In a typical levered development project, you have months of cash outflows followed by a number of months of lender contributions and then you'll start your lease up period in which you'll, hopefully, have positive cash flows.
However, when raising capital for a fully-entitled development (I'm talking ~10MM TDC range, so I'm not dealing with Carlyle as an LP here), your investors will be contributing all capital (except for capital calls) at Time 0 (closing). So which way is used when calculating the IRR? Technically, no money is spent until it goes toward paying for project costs, however, it's already out of your investors' pockets and sitting in the bank account. Comparatively, in a value-add acquisition, you have your Time 0 negative outflows, and then all periods after are separate. In most value-add models, I see the outflows treated all-the-same at Time 0, whereas this seems to differ in development models.

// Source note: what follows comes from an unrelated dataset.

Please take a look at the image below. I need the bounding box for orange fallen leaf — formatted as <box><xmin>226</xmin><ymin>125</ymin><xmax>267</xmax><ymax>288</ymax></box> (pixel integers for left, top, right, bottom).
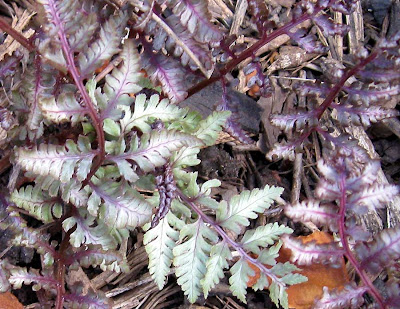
<box><xmin>0</xmin><ymin>292</ymin><xmax>24</xmax><ymax>309</ymax></box>
<box><xmin>247</xmin><ymin>231</ymin><xmax>349</xmax><ymax>309</ymax></box>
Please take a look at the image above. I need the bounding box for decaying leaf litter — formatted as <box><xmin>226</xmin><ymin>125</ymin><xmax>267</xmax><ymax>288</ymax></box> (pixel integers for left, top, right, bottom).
<box><xmin>0</xmin><ymin>0</ymin><xmax>400</xmax><ymax>309</ymax></box>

Depending on how this is classified in a development model, it can lead to wildly different IRRs. It's not something I had given much thought to until I was getting a 20%+ IRR and 2x+ MOC on a project I'm modeling and then did an NPV calculation and got a negative result at a 20% discount rate. So I compared =-Equity at Time 0 vs negative outflows across months and that's where the difference was; something like a 16% IRR vs a 21% IRR.

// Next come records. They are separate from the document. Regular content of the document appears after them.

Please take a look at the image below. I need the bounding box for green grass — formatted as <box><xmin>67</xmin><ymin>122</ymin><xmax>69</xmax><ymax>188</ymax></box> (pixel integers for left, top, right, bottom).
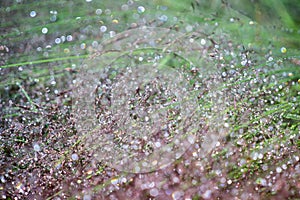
<box><xmin>0</xmin><ymin>0</ymin><xmax>300</xmax><ymax>199</ymax></box>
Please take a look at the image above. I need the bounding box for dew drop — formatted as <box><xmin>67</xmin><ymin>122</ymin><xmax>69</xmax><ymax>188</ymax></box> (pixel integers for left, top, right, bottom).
<box><xmin>280</xmin><ymin>47</ymin><xmax>287</xmax><ymax>53</ymax></box>
<box><xmin>100</xmin><ymin>26</ymin><xmax>107</xmax><ymax>33</ymax></box>
<box><xmin>42</xmin><ymin>27</ymin><xmax>48</xmax><ymax>34</ymax></box>
<box><xmin>29</xmin><ymin>10</ymin><xmax>36</xmax><ymax>17</ymax></box>
<box><xmin>96</xmin><ymin>8</ymin><xmax>102</xmax><ymax>15</ymax></box>
<box><xmin>149</xmin><ymin>188</ymin><xmax>158</xmax><ymax>197</ymax></box>
<box><xmin>200</xmin><ymin>39</ymin><xmax>206</xmax><ymax>45</ymax></box>
<box><xmin>137</xmin><ymin>6</ymin><xmax>145</xmax><ymax>13</ymax></box>
<box><xmin>33</xmin><ymin>143</ymin><xmax>41</xmax><ymax>152</ymax></box>
<box><xmin>71</xmin><ymin>153</ymin><xmax>79</xmax><ymax>161</ymax></box>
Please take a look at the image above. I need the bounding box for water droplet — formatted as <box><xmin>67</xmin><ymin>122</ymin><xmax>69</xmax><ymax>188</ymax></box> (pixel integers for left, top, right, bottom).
<box><xmin>67</xmin><ymin>35</ymin><xmax>73</xmax><ymax>42</ymax></box>
<box><xmin>100</xmin><ymin>26</ymin><xmax>107</xmax><ymax>33</ymax></box>
<box><xmin>50</xmin><ymin>15</ymin><xmax>57</xmax><ymax>22</ymax></box>
<box><xmin>137</xmin><ymin>6</ymin><xmax>145</xmax><ymax>13</ymax></box>
<box><xmin>149</xmin><ymin>188</ymin><xmax>159</xmax><ymax>197</ymax></box>
<box><xmin>121</xmin><ymin>4</ymin><xmax>128</xmax><ymax>11</ymax></box>
<box><xmin>185</xmin><ymin>25</ymin><xmax>193</xmax><ymax>32</ymax></box>
<box><xmin>64</xmin><ymin>48</ymin><xmax>70</xmax><ymax>53</ymax></box>
<box><xmin>55</xmin><ymin>38</ymin><xmax>61</xmax><ymax>44</ymax></box>
<box><xmin>80</xmin><ymin>43</ymin><xmax>86</xmax><ymax>49</ymax></box>
<box><xmin>110</xmin><ymin>178</ymin><xmax>119</xmax><ymax>185</ymax></box>
<box><xmin>71</xmin><ymin>153</ymin><xmax>79</xmax><ymax>160</ymax></box>
<box><xmin>158</xmin><ymin>15</ymin><xmax>168</xmax><ymax>22</ymax></box>
<box><xmin>42</xmin><ymin>27</ymin><xmax>48</xmax><ymax>34</ymax></box>
<box><xmin>33</xmin><ymin>143</ymin><xmax>41</xmax><ymax>152</ymax></box>
<box><xmin>172</xmin><ymin>191</ymin><xmax>184</xmax><ymax>200</ymax></box>
<box><xmin>30</xmin><ymin>10</ymin><xmax>36</xmax><ymax>17</ymax></box>
<box><xmin>104</xmin><ymin>9</ymin><xmax>111</xmax><ymax>15</ymax></box>
<box><xmin>280</xmin><ymin>47</ymin><xmax>287</xmax><ymax>53</ymax></box>
<box><xmin>83</xmin><ymin>194</ymin><xmax>92</xmax><ymax>200</ymax></box>
<box><xmin>96</xmin><ymin>8</ymin><xmax>102</xmax><ymax>15</ymax></box>
<box><xmin>276</xmin><ymin>167</ymin><xmax>282</xmax><ymax>174</ymax></box>
<box><xmin>202</xmin><ymin>190</ymin><xmax>212</xmax><ymax>199</ymax></box>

So, how is this treated in partnership documents and what's the right way to think about this? The difference is a feasible project versus not-even-close.

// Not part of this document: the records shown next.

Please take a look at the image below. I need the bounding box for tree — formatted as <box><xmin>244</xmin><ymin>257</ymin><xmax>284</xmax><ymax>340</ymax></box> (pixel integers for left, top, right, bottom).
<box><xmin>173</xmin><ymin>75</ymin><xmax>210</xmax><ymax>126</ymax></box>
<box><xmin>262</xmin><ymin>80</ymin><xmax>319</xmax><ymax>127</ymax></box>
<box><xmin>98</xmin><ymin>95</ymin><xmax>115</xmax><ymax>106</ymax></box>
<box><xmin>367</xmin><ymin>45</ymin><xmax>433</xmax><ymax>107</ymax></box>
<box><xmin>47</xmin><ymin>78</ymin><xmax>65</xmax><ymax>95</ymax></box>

Would appreciate input from those who have experience with partnership docs.
EDIT: After writing this out, part of this sounds like a dumb question but I still want your answers. My confusion is largely between NPV and IRR on these projects: so are LPs' using different discount rates? Their OCC is, hypothetically, 20% if that's the hurdle rate they invest at across all projects. Yet, the NPV is all wacky. Or maybe I'm just doing the NPV calcs wrong.